The key to its long-term viability is whether or not verticals emerge in the industry that provides defensible moats because of their smaller size and lack of competitors. I don’t see much of that yet, but it’s likely that more will emerge over time.
For investors interested in Canopy Rivers, that’s the key to determining its future potential. If it takes positions in companies that compete in a commodity segment of the cannabis sector, which is probably all of them at this time, it’s only buying more revenue but not much in the way of earnings.
Of course, revenue is important at this time, and I see that as the main driver in the cannabis industry in the short term.
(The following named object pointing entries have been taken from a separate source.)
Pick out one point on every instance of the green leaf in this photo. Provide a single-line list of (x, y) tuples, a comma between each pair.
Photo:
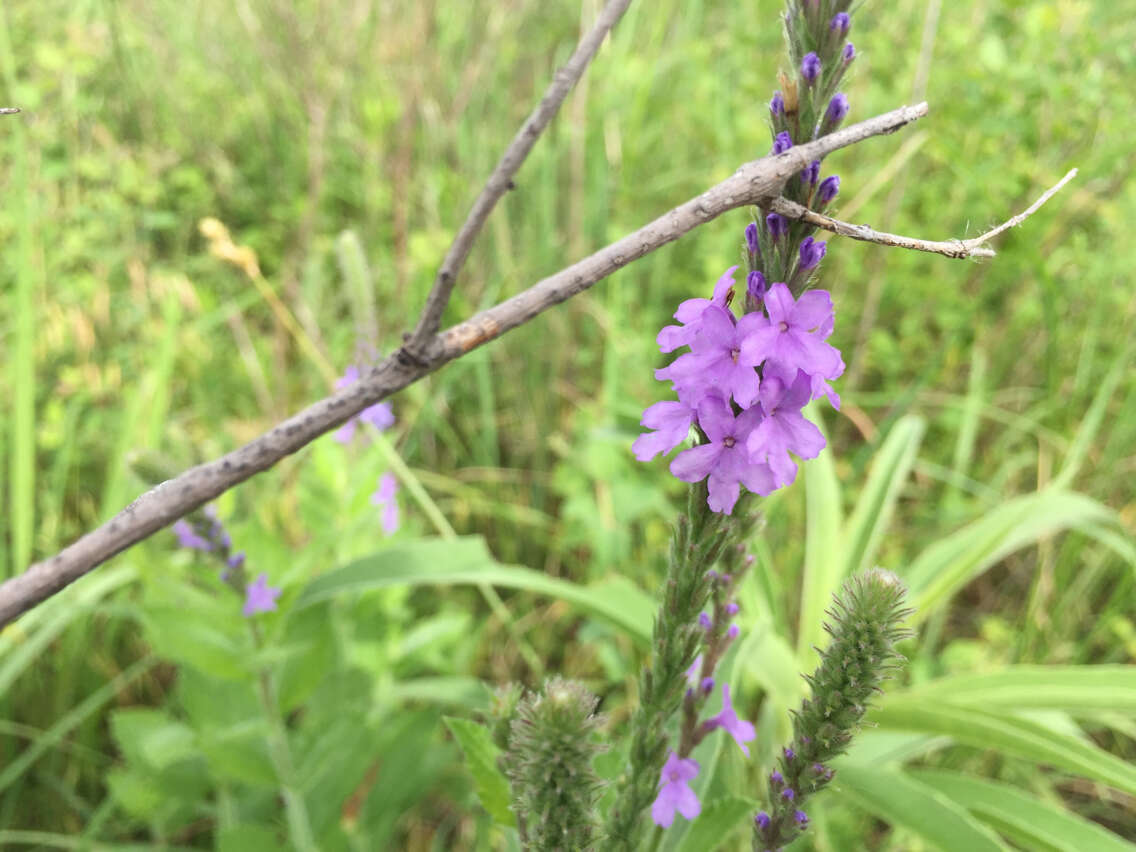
[(466, 560), (900, 800), (1071, 688), (876, 504), (481, 756), (1032, 823), (947, 565), (1005, 733), (717, 823), (823, 562)]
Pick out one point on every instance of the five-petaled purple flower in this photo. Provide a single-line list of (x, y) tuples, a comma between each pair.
[(742, 731), (384, 499), (675, 793), (259, 596)]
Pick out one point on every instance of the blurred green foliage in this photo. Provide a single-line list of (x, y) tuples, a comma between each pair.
[(343, 142)]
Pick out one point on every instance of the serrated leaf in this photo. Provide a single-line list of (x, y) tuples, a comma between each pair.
[(481, 757)]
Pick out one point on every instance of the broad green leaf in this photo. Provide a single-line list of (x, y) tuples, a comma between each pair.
[(481, 756), (466, 560), (718, 820), (823, 564), (1005, 733), (876, 503), (898, 799), (1071, 688), (947, 565), (1029, 821)]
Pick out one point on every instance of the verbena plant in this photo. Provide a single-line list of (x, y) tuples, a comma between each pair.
[(261, 736)]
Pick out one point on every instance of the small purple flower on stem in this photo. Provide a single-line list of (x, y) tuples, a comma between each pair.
[(756, 285), (811, 174), (742, 731), (384, 498), (810, 67), (811, 252), (675, 793), (671, 424), (259, 596), (837, 110), (777, 225), (829, 188), (751, 239), (724, 462)]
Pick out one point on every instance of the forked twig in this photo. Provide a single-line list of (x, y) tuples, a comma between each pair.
[(176, 498), (972, 248)]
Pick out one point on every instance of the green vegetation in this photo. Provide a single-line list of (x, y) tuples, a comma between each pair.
[(985, 450)]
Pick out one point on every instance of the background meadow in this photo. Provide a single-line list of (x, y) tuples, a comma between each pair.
[(985, 451)]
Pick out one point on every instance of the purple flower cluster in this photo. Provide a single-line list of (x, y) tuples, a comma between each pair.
[(743, 385), (209, 536)]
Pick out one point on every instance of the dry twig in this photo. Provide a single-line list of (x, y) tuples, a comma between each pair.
[(161, 506), (972, 248)]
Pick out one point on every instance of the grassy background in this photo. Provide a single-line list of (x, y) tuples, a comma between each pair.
[(343, 143)]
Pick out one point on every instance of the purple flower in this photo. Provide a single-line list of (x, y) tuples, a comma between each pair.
[(742, 731), (787, 336), (828, 189), (690, 314), (384, 498), (777, 225), (811, 174), (756, 285), (724, 461), (675, 793), (784, 428), (259, 596), (379, 415), (671, 424), (715, 360), (811, 252), (751, 239), (837, 109), (810, 67), (188, 536)]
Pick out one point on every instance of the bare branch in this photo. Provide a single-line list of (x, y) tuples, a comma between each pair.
[(971, 248), (501, 180), (176, 498)]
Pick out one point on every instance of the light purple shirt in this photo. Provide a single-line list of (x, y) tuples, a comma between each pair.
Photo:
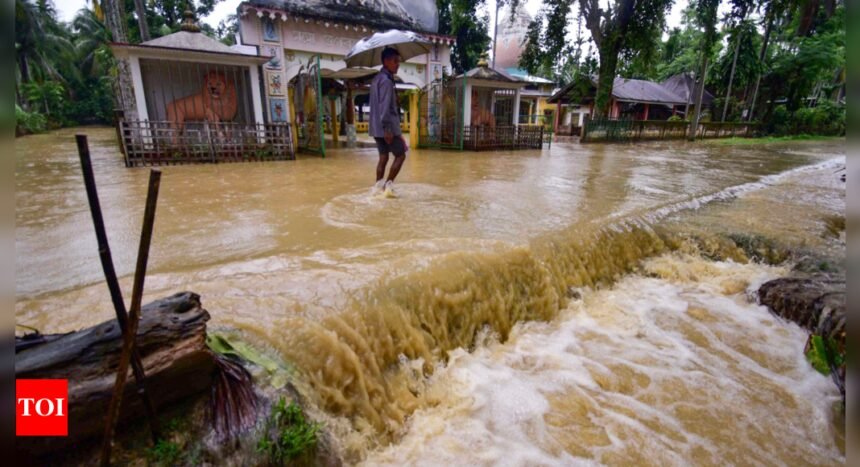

But further out, if verticals don’t emerge in the industry that has revenue and earnings growth potential while being too small for larger players wanting to take a meaningful position in the larger cannabis companies to take interest in, Canopy Rivers will struggle to maintain sustainable growth on the top and bottom lines.
The positive for Canopy Growth is by using Canopy Rivers as an investment arm, it allows it to grow via its 25 percent stake in the new company, without diluting its share price by taking positions in other companies, such as Aurora Cannabis has done.
That’s important because the market has punished Aurora Cannabis because of the level of its dilution, and Canopy Growth is certainly looking for ways to grow without having that same impact on its share price.
At this time, I think Canopy Rivers will be a positive for Canopy Growth, but if it struggles to acquire companies that compete in verticals with a moat, if they even exist in any meaningful numbers at this time, it could eventually be a weight on its performance. On the other hand, if it is successful in its acquisitions, this could be a huge growth catalyst for both companies.
I could even see it being bigger than any other revenue stream for Canopy Growth if Canopy Rivers is successful.